Unfounded Food Activism Has a Long and Inglorious History

In a post on the Washington Post’s Political Bookworm blog today, historian Larry Schweikart writes about the pivotal event that gave birth to modern food activism: President Dwight Eisenhower’s heart attack while playing golf in 1955. The media scrambled to tell a frightened public what caused cardiovascular disease, and reporters settled on the plausible-sounding (yet unproven) explanation that it was due to Americans’ post-war preference for meat. This might have been the first time in food history that media hype won out against the facts – but it certainly wasn’t the last.

Schweikart recounts how such a colossal error in judgment came about:

There were numerous, and very serious, problems with these claims, not the least of which was that the research on which they were based was incomplete and extremely preliminary. Because medical testing had improved so greatly, symptoms that in previous years had not been ascribed to heart disease were now correctly linked.

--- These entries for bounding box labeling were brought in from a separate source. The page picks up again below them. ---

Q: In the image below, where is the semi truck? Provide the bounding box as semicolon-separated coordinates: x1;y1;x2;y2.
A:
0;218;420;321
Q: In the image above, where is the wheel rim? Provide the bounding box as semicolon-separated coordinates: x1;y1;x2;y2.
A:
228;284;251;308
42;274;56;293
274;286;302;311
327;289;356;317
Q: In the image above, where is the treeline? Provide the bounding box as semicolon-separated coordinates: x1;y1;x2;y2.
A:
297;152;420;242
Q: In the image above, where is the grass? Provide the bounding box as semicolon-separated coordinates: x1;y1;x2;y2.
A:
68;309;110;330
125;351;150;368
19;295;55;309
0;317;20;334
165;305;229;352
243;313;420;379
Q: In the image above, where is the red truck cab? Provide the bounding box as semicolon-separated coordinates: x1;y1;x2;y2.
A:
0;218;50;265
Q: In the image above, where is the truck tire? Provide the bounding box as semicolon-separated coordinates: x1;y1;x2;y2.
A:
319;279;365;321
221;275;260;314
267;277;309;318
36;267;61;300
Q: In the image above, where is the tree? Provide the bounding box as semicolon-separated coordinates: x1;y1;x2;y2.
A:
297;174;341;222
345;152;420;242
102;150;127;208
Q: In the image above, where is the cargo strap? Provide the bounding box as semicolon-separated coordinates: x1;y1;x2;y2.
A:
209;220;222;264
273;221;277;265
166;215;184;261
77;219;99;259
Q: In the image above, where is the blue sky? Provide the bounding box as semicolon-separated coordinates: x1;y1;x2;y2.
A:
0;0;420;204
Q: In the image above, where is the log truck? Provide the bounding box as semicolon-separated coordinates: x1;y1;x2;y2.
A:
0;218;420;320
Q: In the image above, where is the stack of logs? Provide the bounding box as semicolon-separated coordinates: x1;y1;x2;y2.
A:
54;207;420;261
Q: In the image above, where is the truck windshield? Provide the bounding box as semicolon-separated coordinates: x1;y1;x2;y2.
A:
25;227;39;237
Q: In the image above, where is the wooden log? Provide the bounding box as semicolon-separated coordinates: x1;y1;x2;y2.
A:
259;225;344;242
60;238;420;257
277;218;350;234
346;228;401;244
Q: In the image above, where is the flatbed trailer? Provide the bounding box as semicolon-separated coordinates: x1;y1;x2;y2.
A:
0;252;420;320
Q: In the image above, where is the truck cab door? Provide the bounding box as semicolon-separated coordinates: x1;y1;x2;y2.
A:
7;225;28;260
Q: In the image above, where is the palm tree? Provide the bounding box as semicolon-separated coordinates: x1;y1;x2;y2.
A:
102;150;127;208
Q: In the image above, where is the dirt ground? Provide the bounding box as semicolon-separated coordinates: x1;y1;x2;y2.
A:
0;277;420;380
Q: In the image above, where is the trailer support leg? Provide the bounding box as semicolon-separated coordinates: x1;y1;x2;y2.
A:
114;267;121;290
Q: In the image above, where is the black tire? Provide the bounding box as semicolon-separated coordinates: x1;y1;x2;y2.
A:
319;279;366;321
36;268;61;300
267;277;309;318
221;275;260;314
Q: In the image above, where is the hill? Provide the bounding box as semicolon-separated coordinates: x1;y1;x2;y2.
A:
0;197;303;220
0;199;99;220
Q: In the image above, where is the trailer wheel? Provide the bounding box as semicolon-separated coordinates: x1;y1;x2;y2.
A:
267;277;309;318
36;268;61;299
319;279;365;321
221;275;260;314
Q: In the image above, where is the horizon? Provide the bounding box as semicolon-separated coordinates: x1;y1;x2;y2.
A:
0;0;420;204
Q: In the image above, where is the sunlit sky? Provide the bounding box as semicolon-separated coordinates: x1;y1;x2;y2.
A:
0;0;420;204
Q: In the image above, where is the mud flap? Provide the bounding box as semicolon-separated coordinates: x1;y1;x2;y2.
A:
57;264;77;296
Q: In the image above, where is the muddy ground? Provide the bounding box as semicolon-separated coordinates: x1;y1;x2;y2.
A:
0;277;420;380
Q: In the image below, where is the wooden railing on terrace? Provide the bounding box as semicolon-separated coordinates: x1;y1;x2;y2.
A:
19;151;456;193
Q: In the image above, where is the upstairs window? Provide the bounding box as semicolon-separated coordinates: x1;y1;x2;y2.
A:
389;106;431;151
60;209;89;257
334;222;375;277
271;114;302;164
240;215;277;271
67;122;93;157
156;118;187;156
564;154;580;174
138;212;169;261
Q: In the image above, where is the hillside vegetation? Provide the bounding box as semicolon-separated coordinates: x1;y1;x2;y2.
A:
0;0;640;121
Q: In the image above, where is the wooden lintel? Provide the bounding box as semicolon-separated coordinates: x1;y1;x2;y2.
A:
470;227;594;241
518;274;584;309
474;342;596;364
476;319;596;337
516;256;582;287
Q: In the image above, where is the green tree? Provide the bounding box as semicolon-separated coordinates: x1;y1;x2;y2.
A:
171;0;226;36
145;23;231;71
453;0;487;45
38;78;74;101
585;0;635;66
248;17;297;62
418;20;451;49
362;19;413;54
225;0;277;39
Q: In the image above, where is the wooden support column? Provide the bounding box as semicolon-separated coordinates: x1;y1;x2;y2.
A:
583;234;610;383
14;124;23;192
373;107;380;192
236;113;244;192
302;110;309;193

The “epidemic” was really an epidemic of better testing. Worse, the notion that Americans ate less meat in the 19th century was absurd, and was disproved by almost any contemporary accounts. Nevertheless, in the 1950s, [medical researcher Ancel] Keys conducted numerous uncontrolled tests on cholesterol and heart disease, insisting his position was validated. The press latched on, in part because the issue offered a chance for greater government involvement in the lives of Americans.

By the time the final research results had come in — almost all of them contradicting or disproving Keys on the “fat hypothesis” — it was too late: a template had been adopted in which fat was bad, carbs, good.

This public-health model of “reproach first, recant later” has been replicated innumerable times in the decades since – most recently in the case of high fructose corn syrup, which even the most vocal of activists now admit they were too hasty in condemning.

The bottom line is that whether it’s over meat, sugar, or margarine, media hype in food politics is nothing new. The only question is which will be the next vilified food to get a full pardon.